According to Attard Montalto, Gigaba’s plan appears to reach for ‘easy wins’ to boost growth, but because of the current political climate in the country – and with an elective conference fast-approaching – any real reforms that could actually stimulate growth are politically unavailable.
“We were looking for a ‘rabbit out of a hat’ moment as some political capital was expended, but that did not come, and hence we see nothing here to satisfy investors and markets,” the analyst said.
“The question is, will ratings agencies be satisfied by this? We think the answer is no. The issues in this plan have already been discussed with them. We don’t think they will find anything new here.”
Economist at Investec Asset Management, Nazmeera Moola told Talk702 that in the current environment, “given the sclerosis in government ahead of the ANC elective conference at the end of the year, my expectations are very low.
“If they manage to get some real progress on state owned companies through, I will be positively surprised.”

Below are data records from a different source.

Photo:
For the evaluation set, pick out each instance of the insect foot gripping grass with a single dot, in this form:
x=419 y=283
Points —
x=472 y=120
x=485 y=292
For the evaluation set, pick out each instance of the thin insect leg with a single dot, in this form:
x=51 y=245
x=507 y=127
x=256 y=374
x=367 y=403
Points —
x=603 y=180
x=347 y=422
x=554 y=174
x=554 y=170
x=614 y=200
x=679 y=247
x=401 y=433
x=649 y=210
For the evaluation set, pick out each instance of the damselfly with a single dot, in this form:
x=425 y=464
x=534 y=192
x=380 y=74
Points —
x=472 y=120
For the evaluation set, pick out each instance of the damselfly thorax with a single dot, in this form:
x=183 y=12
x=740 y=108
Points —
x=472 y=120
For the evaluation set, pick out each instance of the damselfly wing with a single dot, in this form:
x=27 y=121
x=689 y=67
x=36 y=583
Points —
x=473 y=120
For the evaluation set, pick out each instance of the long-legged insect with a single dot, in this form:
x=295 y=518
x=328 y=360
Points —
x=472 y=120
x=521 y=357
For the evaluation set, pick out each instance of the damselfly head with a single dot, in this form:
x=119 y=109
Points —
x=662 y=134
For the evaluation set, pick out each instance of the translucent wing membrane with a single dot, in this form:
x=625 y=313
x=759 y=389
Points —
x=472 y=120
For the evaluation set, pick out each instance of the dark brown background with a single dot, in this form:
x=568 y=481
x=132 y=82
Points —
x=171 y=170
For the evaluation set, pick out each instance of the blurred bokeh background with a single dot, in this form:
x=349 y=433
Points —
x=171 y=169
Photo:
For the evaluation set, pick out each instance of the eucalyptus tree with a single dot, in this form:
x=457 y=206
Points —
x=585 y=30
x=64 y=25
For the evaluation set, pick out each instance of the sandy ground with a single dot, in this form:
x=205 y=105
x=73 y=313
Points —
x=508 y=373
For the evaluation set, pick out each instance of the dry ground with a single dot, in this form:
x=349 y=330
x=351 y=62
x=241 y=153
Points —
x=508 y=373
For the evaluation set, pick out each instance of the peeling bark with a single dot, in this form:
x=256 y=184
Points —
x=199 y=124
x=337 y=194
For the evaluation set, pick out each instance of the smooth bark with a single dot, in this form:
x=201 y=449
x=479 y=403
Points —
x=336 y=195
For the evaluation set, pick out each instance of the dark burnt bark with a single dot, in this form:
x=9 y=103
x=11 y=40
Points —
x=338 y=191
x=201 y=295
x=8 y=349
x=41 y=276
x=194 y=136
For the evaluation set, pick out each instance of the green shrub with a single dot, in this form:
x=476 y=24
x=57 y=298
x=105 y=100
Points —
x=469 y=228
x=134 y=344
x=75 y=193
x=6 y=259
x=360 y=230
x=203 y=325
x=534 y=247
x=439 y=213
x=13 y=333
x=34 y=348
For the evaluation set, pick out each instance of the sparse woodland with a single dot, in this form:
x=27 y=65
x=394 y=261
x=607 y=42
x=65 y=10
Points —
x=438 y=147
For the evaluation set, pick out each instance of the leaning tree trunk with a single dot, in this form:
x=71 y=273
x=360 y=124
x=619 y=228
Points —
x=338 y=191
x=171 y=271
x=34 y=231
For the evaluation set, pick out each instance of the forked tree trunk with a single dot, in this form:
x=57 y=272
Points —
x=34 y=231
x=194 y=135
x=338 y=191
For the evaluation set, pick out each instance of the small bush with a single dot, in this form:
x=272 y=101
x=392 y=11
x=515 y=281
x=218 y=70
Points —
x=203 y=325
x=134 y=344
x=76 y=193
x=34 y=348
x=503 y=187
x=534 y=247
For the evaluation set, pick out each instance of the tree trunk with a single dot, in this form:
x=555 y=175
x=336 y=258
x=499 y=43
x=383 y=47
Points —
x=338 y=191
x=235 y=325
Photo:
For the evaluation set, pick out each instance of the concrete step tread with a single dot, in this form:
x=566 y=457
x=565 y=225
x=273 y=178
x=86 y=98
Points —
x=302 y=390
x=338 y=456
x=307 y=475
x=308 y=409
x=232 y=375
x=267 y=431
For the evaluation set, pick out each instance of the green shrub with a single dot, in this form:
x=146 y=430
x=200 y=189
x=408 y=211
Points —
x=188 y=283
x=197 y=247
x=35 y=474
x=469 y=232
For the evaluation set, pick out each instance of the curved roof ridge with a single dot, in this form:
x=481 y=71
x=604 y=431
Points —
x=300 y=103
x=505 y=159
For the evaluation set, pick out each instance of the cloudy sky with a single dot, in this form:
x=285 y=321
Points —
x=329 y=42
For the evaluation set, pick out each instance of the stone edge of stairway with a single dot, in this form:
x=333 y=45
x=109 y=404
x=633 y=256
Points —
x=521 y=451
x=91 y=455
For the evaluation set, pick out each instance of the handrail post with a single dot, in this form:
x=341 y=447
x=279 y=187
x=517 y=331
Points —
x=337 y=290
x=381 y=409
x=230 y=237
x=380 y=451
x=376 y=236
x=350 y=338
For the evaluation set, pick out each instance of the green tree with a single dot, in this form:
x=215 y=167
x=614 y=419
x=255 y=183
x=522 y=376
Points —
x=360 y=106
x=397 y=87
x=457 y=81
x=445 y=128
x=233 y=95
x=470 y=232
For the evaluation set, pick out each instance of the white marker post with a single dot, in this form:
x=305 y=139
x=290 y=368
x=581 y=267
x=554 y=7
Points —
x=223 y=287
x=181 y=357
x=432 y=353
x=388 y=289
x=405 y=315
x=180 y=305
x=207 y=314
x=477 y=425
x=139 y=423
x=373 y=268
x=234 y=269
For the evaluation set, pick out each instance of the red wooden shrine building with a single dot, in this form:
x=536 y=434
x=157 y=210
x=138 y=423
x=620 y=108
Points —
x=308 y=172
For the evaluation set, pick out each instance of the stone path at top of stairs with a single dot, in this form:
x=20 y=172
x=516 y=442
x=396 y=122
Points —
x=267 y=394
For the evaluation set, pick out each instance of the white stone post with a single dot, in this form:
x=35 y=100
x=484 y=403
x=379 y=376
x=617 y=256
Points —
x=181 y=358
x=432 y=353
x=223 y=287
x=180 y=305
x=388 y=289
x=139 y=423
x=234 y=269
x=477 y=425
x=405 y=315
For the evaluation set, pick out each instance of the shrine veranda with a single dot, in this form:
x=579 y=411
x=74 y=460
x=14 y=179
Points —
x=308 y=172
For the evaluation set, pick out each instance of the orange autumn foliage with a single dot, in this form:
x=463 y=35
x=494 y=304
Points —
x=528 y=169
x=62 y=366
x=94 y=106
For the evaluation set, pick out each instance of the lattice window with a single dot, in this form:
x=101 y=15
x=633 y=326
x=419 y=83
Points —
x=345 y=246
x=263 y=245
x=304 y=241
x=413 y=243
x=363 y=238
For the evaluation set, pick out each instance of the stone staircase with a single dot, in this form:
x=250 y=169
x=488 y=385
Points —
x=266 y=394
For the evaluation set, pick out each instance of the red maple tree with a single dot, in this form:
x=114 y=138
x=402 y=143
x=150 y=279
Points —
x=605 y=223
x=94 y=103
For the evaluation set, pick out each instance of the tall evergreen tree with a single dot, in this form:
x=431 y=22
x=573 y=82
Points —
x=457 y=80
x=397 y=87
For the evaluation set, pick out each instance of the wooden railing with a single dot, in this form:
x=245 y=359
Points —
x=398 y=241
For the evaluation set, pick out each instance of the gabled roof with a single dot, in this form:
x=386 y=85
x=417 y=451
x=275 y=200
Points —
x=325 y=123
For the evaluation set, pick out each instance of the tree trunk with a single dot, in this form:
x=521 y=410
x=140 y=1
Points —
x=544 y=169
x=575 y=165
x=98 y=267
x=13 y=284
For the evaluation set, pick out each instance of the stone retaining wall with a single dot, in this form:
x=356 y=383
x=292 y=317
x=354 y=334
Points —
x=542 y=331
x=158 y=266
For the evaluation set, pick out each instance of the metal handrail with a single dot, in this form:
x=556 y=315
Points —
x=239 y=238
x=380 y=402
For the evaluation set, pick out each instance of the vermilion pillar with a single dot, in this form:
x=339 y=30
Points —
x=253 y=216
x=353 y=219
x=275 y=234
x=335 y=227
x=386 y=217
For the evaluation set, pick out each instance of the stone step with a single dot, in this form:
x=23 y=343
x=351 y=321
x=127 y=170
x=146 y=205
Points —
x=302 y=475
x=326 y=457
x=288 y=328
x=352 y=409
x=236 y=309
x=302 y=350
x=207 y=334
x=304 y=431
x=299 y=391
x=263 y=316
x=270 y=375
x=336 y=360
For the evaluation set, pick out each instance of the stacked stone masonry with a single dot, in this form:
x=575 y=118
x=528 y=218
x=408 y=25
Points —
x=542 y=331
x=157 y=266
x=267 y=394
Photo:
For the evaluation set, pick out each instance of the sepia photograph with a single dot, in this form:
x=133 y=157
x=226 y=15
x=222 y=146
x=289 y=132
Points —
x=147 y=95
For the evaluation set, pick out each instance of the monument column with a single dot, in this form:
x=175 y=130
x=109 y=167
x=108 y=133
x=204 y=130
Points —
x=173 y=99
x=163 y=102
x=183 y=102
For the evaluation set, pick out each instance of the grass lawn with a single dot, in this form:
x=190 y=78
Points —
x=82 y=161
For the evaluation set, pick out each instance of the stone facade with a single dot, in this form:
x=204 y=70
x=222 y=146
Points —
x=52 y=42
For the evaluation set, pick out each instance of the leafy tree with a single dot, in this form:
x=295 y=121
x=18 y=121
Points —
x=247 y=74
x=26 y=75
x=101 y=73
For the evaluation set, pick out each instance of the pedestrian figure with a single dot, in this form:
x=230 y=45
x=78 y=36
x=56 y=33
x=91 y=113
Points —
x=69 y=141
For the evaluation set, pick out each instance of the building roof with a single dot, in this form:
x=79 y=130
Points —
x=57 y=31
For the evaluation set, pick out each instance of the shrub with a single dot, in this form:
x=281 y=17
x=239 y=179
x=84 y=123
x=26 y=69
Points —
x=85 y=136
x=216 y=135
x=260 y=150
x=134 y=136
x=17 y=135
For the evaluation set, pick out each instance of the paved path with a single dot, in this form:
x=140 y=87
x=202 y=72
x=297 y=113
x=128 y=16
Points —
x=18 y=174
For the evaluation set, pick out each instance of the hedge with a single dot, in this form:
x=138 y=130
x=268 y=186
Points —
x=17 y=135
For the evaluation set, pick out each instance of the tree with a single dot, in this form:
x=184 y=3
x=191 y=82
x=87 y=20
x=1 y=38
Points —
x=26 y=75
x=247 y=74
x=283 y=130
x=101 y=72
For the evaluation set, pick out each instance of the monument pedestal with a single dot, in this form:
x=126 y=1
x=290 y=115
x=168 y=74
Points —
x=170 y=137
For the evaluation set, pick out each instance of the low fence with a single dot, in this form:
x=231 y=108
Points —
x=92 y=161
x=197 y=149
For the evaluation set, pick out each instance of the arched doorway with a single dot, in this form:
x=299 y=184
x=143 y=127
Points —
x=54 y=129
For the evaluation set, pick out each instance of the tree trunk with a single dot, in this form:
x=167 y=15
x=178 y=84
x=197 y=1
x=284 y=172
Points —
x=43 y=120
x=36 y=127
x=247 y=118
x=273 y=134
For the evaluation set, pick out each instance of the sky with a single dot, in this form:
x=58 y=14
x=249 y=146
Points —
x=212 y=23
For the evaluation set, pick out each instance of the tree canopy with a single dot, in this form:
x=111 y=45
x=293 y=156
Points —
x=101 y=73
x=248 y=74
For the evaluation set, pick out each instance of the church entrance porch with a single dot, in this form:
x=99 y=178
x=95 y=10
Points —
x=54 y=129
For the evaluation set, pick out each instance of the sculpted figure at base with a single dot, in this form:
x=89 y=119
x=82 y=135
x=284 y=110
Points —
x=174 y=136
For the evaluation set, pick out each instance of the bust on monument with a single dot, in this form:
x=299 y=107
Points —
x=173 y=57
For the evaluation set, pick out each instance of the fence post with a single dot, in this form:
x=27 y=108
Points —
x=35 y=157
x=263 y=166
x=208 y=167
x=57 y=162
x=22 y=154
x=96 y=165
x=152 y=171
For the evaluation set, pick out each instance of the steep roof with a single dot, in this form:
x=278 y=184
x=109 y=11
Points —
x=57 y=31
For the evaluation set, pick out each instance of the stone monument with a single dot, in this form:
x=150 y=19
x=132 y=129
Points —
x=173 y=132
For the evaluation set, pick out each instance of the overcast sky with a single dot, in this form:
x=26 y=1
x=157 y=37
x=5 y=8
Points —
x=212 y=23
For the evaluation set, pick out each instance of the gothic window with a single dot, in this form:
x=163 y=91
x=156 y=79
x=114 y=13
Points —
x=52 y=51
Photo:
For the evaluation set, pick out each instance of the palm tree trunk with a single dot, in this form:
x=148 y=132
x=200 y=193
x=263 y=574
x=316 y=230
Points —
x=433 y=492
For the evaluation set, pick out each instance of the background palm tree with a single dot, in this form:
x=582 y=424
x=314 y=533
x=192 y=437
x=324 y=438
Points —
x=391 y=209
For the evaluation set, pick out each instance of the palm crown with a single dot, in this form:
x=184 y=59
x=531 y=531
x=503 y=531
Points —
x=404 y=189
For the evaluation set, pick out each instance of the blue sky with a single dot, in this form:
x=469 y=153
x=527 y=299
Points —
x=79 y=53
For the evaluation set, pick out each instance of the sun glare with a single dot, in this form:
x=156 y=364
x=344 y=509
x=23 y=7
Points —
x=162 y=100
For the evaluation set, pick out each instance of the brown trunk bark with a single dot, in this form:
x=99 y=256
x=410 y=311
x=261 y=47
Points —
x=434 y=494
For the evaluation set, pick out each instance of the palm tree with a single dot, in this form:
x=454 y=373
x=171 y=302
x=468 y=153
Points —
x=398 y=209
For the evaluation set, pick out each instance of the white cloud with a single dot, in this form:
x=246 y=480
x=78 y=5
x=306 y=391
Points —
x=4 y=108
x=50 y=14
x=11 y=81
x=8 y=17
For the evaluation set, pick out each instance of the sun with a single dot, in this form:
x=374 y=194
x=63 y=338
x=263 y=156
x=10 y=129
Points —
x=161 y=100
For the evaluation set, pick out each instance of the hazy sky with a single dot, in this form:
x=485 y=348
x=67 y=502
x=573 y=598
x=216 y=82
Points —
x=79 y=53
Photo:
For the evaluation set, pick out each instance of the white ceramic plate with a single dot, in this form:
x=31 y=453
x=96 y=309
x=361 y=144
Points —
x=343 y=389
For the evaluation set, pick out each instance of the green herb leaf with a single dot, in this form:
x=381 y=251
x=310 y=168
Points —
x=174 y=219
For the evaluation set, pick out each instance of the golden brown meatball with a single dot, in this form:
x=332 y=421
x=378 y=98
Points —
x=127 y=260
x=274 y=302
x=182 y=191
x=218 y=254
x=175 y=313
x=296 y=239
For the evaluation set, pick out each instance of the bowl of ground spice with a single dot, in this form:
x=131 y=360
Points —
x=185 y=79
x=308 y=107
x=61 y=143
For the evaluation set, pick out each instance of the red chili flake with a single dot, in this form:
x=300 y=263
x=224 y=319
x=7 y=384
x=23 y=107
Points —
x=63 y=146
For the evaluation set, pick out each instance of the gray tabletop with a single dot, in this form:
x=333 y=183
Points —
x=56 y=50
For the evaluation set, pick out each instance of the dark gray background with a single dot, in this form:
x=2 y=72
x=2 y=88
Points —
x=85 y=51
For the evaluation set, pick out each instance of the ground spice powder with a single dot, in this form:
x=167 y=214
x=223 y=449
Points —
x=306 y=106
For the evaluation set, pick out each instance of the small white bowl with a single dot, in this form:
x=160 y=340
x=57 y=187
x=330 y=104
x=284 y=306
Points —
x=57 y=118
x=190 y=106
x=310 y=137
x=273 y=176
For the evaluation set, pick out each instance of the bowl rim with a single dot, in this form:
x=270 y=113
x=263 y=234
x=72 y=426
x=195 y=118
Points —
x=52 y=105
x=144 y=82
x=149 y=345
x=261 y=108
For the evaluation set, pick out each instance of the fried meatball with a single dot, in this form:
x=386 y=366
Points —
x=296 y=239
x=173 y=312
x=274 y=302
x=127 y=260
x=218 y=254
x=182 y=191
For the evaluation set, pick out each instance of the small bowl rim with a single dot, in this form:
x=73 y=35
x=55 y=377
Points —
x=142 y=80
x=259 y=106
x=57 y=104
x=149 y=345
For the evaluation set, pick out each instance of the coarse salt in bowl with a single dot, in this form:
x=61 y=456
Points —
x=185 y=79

There is at least one ratings agency that may prick up its ears at Gigaba’s plan, however – the historically optimistic Moody’s, which many give Gigaba and South Africa the benefit of the doubt as it has before.
Even in this case, though, it will not result in a positive movement, Attard Montalto said, but rather a delay in the group’s timelines, where it will perhaps wait to see what comes of the implementation of the plan.
“Ultimately, we think the growth needle not moving will be enough to secure further downgrades,” he said.